Altro dettaglio tra le mie conoscenze personali. Un mio amico era furioso perchè non ha vinto il concorso per ricercatore in Italia. La cosa strana erano i suoi commenti. Diceva che era infuriato perchè gli era stata chiaramente promessa la vittoria al concorso (no comment). Però due o tre giorni aveva telefonato al suo professore e questi gli aveva detto che purtroppo era stato assegnato ad altri. Due o tre giorni prima del concorso !!
A parte l'indecenza scandalosa, vedo in tutto questo un suicidio. E infatti la 'brain drain' continua dall'Italia.
L'Italia è un paese clientelare ... e molto stupido, perchè questo clientelismo porta a perdite gravissime di ciò che vale veramente: l'intelligenza, la competenza, la professionalità, il bagaglio di esperienze.
Quello che mi augurerei è una aumento delle possibilità di dottorati in Italia e, ovviamente, una gestione più cristallina.
Non riesco davvero a capire. Che cosa si perde a far studiare molte persone anzichè solo i quattro raccomandati scelti dal barone di turno?
Si perde il controllo di cattedre che sono anche controllo di potere economico, politico, manageriale.
Ma si perde soprattutto un numero enorme di persone qualificate che se ne vanno all'estero. E si perdono persone più colte. E' come impedire un aumento del livello di istruzione.
La cosa assurda è che qui in Italia se tu esprimi il desiderio di fare un dottorato, ti guardano come una che pretende chissacosa. E' assurdo: si pretende di studiare, di aumentare il proprio livello culturale.
E' una pretesa eccessiva anche laurearsi? In paesi poveri, in paesi ai limiti della sopravvivenza, uno che vuole studiare probabilmente incontrerà un sacco di conoscenti che gli fanno capire che è meglio che si accontenti di lavorare e che non pretenda chissacosa.
In Italia si ha spesso l'impressione di essere in un paese 'avanzato a metà'. E questa situazione dei dottorati mi sembra un buon esempio.
Il tutto è illogico. Mi auguro che aumentino di molto le possibilità per gli italiani motivati di continuare con un dottorato. Con borsa o lavorando.

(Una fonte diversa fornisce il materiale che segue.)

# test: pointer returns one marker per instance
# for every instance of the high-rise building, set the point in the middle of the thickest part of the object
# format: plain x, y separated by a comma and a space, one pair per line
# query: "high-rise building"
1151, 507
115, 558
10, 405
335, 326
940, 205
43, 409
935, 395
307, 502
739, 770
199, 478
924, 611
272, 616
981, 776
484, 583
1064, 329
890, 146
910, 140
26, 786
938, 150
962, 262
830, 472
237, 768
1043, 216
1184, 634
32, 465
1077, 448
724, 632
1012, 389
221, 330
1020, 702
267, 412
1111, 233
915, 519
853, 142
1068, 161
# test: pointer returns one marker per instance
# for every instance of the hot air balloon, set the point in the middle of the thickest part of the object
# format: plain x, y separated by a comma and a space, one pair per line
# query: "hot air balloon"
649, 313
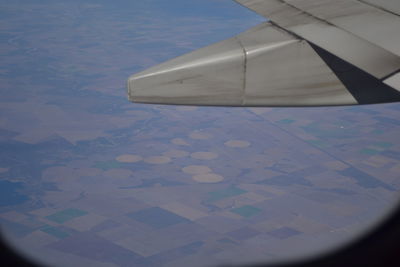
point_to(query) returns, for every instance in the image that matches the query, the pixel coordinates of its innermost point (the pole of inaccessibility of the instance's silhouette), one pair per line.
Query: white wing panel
(264, 66)
(369, 57)
(372, 24)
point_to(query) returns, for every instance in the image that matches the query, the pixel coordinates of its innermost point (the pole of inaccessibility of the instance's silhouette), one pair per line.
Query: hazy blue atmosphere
(90, 179)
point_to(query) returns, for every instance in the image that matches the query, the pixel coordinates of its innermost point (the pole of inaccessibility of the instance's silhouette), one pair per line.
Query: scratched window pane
(90, 179)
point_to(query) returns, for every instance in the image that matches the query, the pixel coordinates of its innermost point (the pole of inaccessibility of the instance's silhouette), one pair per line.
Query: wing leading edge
(298, 59)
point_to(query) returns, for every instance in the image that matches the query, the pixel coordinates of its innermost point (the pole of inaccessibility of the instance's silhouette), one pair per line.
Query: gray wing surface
(311, 53)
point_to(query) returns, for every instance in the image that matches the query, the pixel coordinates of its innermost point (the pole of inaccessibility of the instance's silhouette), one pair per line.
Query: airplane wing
(310, 53)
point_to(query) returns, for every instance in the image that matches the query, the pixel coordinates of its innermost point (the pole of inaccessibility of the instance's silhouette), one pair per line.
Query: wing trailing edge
(290, 61)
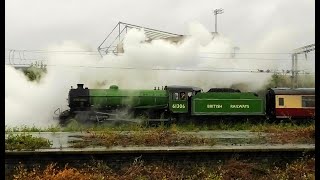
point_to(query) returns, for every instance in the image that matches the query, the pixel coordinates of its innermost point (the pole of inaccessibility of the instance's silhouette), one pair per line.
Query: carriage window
(175, 96)
(182, 95)
(308, 101)
(281, 102)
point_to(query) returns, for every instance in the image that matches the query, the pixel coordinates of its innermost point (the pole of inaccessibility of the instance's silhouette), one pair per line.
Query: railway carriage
(187, 102)
(290, 103)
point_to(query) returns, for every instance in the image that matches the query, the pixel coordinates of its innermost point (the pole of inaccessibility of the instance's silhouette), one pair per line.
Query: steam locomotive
(181, 103)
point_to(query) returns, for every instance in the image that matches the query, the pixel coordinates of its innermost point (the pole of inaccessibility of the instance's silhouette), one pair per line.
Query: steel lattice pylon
(113, 42)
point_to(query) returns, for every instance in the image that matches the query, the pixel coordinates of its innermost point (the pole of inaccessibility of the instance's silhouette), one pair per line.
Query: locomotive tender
(186, 102)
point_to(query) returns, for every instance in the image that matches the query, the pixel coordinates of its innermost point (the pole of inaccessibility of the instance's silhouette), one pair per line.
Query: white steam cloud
(30, 103)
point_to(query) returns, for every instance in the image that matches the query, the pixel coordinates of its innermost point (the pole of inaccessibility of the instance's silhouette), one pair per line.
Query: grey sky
(35, 24)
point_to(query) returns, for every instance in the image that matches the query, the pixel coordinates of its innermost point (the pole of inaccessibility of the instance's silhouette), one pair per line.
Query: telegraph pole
(216, 12)
(294, 55)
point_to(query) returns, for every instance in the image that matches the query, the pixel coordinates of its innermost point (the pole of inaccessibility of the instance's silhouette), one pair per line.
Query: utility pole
(216, 12)
(294, 55)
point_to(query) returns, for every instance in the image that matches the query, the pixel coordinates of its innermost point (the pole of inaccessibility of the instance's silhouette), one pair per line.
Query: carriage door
(178, 102)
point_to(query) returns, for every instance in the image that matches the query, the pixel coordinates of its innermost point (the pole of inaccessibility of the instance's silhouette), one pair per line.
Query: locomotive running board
(136, 120)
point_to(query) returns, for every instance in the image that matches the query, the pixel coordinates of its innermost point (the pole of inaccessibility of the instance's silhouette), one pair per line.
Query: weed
(25, 141)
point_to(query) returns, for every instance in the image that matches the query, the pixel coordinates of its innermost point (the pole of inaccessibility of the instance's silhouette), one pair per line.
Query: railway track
(116, 157)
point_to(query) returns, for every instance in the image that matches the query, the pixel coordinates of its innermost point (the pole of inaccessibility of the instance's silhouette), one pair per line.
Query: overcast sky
(35, 24)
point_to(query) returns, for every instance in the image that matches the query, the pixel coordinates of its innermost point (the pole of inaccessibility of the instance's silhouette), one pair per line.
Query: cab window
(182, 96)
(281, 102)
(175, 96)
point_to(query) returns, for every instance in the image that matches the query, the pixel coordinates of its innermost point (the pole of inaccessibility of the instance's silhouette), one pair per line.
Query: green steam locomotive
(169, 103)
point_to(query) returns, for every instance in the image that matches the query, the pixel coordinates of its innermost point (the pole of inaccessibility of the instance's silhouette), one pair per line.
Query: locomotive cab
(79, 98)
(180, 98)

Uno non motivato difficilmente si sobbarca l'onere di anni e anni di studio post-laurea quando può avere già guadagni con una laurea.
Perchè ti fanno sentire 'una-che-pretende-chissacosa' quando vorresti fare un dottorato? Perchè in Italia è ancora innanzitutto un posto, non di interessante lavoro di ricerca, ma di potere e di prestigio.

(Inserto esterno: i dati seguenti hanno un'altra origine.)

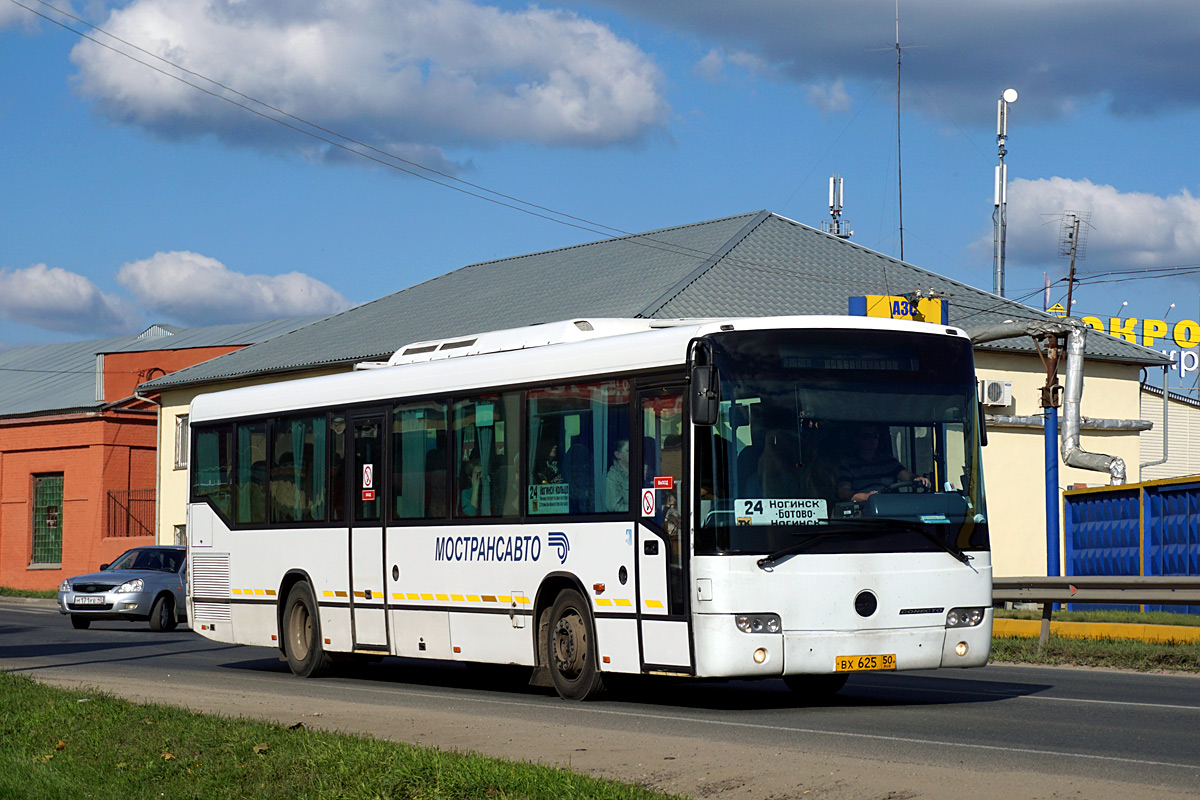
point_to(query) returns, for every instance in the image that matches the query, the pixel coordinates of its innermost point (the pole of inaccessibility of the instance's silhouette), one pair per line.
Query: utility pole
(1073, 245)
(1051, 400)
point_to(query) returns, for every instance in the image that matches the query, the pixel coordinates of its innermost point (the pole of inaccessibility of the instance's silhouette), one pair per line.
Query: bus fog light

Aggiungo che gli accademici italiani sono i più snob che io abbia mai conosciuto. E non ho studiato solo in Italia: ho studiato in università in Italia, Polonia, Macedonia, USA, Austria, Malta. Oltre a più brevi incontri in università di altri paesi.
In tutti gli altri paesi i professori sono piuttosto aperti, informali, comunicativi. In Italia sembra di andare alla corte di sublimi sovrani illuminati troppo importanti per degnare di uno sguardo i comuni mortali.
La cosa strana è che in Italia non ci sono le migliori università del mondo, al contrario. Da recenti sondaggi La Sapienza di Roma risulta la migliore università italiana nelle classifiche internazionali, ma è oltre il centesimo posto. Harvard, Oxford ... sono, come si sa, tra le migliori.
A questo punto questo snobismo cade nel ridicolo.
Speriamo in una liberalizzazione dei corsi di ricerca di più alto livello ... ne va dell'innalzamento del livello culturale di tutto il paese.